Stellvertreterkrieg

Nationalisten haben schon seit langen Jahren davor gewarnt: Je mehr Ausländer nach Deutschland kommen, desto größer wird die Gefahr, daß sie die Konflikte ihrer fernen Herkunfts- und Heimatländer hier in Deutschland austragen.

Das erleben dieser Tage sowohl die Großstadt Hamburg als auch das eher klein-beschauliche Städtchen Celle.

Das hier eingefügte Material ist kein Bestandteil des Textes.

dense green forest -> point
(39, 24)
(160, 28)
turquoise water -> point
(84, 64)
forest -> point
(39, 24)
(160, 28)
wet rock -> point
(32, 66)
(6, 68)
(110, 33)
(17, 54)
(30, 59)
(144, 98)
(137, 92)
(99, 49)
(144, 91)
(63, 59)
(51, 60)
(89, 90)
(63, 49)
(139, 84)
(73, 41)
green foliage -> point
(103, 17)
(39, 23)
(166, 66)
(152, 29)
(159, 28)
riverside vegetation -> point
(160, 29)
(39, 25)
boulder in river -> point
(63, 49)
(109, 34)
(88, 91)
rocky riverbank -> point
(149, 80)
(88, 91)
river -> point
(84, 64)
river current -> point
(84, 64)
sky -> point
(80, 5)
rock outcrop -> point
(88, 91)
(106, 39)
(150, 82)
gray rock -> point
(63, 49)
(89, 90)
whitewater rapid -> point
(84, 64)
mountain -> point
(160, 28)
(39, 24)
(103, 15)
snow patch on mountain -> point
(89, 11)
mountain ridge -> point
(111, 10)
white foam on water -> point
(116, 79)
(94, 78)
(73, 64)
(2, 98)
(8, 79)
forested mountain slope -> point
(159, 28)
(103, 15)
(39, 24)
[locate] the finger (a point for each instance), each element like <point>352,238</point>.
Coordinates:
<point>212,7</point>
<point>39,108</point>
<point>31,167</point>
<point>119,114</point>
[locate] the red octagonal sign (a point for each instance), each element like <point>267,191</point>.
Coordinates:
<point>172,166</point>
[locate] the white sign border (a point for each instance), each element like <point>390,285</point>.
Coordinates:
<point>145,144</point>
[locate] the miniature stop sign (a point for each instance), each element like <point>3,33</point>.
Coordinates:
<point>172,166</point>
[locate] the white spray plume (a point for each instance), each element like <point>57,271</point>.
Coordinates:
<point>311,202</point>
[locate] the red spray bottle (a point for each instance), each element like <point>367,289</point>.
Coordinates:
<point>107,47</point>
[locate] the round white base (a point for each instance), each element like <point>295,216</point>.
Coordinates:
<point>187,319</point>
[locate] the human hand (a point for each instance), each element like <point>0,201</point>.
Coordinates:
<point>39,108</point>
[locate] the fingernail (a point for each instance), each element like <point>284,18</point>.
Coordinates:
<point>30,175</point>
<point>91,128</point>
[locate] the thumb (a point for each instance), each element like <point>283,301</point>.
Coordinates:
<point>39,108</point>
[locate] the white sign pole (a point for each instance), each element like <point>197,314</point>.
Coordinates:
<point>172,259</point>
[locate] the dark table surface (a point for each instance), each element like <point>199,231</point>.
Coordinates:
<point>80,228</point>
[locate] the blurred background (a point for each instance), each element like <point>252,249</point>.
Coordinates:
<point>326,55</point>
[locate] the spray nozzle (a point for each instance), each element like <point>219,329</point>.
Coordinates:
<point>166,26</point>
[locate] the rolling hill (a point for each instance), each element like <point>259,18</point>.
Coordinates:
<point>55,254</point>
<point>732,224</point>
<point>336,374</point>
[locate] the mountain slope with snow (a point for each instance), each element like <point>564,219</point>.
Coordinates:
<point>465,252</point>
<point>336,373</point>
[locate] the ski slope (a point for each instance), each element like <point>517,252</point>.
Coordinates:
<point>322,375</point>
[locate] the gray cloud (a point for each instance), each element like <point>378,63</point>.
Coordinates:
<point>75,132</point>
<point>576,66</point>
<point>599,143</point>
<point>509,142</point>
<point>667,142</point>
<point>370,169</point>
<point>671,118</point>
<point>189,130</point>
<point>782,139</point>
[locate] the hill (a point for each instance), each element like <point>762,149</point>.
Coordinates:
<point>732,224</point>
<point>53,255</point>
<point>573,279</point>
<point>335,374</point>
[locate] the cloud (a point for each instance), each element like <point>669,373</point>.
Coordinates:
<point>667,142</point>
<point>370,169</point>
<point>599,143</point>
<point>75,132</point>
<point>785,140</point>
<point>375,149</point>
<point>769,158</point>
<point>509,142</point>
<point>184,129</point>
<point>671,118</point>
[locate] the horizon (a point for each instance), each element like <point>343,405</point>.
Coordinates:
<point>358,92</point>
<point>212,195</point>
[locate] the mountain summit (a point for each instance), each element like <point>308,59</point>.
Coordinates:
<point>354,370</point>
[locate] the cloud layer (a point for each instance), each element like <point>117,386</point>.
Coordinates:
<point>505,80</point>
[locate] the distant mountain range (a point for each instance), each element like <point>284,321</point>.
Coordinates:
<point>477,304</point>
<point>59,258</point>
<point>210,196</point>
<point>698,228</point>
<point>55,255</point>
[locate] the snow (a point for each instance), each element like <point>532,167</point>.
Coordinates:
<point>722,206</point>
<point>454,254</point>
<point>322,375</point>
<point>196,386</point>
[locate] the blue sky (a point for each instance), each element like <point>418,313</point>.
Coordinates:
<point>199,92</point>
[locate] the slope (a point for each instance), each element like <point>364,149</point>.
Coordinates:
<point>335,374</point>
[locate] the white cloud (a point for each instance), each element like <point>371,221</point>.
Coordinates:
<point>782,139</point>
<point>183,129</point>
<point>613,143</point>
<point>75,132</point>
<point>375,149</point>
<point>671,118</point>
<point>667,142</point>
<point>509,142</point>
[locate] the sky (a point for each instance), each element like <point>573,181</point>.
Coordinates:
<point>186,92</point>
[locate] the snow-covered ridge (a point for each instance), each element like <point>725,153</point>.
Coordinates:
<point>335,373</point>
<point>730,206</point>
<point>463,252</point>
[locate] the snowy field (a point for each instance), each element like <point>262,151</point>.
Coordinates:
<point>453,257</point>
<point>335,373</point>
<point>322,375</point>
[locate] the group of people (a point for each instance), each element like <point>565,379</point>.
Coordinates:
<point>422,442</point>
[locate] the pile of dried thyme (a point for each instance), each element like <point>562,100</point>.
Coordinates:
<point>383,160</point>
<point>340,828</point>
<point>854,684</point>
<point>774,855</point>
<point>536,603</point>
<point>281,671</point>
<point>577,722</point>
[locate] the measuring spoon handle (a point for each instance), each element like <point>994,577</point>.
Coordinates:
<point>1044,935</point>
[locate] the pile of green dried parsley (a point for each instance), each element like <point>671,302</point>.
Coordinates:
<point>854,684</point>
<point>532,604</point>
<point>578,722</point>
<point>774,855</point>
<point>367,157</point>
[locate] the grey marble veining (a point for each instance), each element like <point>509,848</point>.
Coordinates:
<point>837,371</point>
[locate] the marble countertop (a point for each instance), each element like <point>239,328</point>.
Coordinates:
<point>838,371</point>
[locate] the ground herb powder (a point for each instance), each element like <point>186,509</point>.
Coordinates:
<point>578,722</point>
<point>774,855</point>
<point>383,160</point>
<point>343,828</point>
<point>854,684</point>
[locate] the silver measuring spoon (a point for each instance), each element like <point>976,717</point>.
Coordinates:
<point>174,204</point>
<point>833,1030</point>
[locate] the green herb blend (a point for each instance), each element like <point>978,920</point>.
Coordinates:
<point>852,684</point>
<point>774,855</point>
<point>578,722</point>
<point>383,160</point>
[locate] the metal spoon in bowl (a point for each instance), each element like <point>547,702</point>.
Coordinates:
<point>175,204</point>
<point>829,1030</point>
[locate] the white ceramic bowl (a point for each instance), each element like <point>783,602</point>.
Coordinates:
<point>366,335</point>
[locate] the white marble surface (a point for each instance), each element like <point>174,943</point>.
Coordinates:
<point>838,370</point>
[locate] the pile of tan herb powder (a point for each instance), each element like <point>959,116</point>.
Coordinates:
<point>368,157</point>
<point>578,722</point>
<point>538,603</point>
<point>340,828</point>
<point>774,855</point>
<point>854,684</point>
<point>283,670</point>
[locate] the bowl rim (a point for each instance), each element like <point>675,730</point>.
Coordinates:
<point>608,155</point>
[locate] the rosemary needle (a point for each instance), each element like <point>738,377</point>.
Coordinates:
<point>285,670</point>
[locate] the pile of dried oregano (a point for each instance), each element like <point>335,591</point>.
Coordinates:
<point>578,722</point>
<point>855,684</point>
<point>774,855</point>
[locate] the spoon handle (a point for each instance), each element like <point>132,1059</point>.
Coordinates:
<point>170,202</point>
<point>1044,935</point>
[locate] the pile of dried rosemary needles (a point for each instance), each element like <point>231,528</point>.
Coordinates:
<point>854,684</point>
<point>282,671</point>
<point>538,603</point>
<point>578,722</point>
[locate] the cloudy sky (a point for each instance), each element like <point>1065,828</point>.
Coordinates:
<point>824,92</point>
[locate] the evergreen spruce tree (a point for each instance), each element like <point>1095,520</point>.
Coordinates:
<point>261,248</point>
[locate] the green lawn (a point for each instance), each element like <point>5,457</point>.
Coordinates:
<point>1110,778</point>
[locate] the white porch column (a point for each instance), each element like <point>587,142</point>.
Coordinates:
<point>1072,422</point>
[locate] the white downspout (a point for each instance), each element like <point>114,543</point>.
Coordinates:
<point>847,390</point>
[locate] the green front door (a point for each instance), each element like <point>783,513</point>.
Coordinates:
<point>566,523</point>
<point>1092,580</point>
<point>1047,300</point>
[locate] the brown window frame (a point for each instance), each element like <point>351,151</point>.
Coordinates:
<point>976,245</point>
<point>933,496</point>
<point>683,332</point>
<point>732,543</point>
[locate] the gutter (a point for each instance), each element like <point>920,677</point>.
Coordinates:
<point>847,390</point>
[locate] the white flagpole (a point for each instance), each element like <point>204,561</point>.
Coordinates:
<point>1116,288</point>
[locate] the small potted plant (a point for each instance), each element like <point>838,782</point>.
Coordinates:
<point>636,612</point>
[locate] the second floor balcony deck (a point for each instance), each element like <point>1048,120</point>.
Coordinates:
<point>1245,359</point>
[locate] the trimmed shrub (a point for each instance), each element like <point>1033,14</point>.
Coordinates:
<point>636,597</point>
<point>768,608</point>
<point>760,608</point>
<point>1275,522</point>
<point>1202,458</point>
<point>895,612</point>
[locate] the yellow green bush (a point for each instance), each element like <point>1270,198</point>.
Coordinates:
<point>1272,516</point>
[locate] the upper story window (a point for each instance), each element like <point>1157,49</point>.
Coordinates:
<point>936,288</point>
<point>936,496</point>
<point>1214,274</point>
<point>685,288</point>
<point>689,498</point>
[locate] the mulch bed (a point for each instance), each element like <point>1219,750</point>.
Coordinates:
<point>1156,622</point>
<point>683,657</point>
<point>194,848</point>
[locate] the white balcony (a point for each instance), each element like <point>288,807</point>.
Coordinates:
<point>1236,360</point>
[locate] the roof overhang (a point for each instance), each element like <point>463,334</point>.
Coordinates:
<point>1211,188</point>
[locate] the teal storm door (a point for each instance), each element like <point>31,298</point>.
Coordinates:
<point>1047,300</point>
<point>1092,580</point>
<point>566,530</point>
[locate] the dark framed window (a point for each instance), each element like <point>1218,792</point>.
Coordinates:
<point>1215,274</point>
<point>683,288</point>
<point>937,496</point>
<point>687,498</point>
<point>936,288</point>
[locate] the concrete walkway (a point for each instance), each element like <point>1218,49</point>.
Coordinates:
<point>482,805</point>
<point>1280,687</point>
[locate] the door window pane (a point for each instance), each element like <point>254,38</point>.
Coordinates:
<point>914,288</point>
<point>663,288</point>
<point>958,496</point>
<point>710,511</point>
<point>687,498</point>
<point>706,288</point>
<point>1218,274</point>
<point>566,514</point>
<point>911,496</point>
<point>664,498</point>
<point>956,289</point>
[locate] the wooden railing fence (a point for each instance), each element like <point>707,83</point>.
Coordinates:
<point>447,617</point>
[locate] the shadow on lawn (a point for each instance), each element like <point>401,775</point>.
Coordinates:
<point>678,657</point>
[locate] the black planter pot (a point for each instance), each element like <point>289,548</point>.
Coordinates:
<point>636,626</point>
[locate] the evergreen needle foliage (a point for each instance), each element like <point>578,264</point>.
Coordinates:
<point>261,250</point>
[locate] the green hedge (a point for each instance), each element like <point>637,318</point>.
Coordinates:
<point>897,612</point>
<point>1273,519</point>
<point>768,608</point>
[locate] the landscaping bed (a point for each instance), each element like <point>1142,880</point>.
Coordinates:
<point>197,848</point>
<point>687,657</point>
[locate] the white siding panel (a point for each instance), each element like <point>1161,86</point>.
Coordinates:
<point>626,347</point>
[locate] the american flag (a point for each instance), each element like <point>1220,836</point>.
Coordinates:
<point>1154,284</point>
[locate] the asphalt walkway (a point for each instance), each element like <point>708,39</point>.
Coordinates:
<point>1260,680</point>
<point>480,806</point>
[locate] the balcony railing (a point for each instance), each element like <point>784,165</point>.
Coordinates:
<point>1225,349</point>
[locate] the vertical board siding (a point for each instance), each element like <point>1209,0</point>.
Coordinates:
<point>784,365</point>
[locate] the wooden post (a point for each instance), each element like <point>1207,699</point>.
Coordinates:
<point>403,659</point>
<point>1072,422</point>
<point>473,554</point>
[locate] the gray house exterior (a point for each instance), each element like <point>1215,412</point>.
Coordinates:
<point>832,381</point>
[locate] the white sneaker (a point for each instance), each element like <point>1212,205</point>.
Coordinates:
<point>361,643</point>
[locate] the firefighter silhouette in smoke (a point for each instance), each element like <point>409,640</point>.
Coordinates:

Auslöser sind die Angriffe der salafistischen Miliz „IS“, „Islamischer Staat“, die sich im Irak und vor allem in Syrien auch auf kurdische Gebiete richten. Weltweit bekannt ist eine Stadt namens Ain-al-Arab (auf kurdisch: Kobane) unmittelbar an der syrisch-türkischen Grenze, wo die hochmotivierten, aber schlecht bewaffneten Verteidiger einen verzweifelten, vielleicht sogar aussichtslosen Kampf gegen die aggressiven salafistischen Angreifer führen.

Daß es deshalb in Hamburg Demonstrationen von Kurden gab, ist nur zu verständlich – sie fordern internationale Unterstützung der Volksverteidigungskräfte von Kobane.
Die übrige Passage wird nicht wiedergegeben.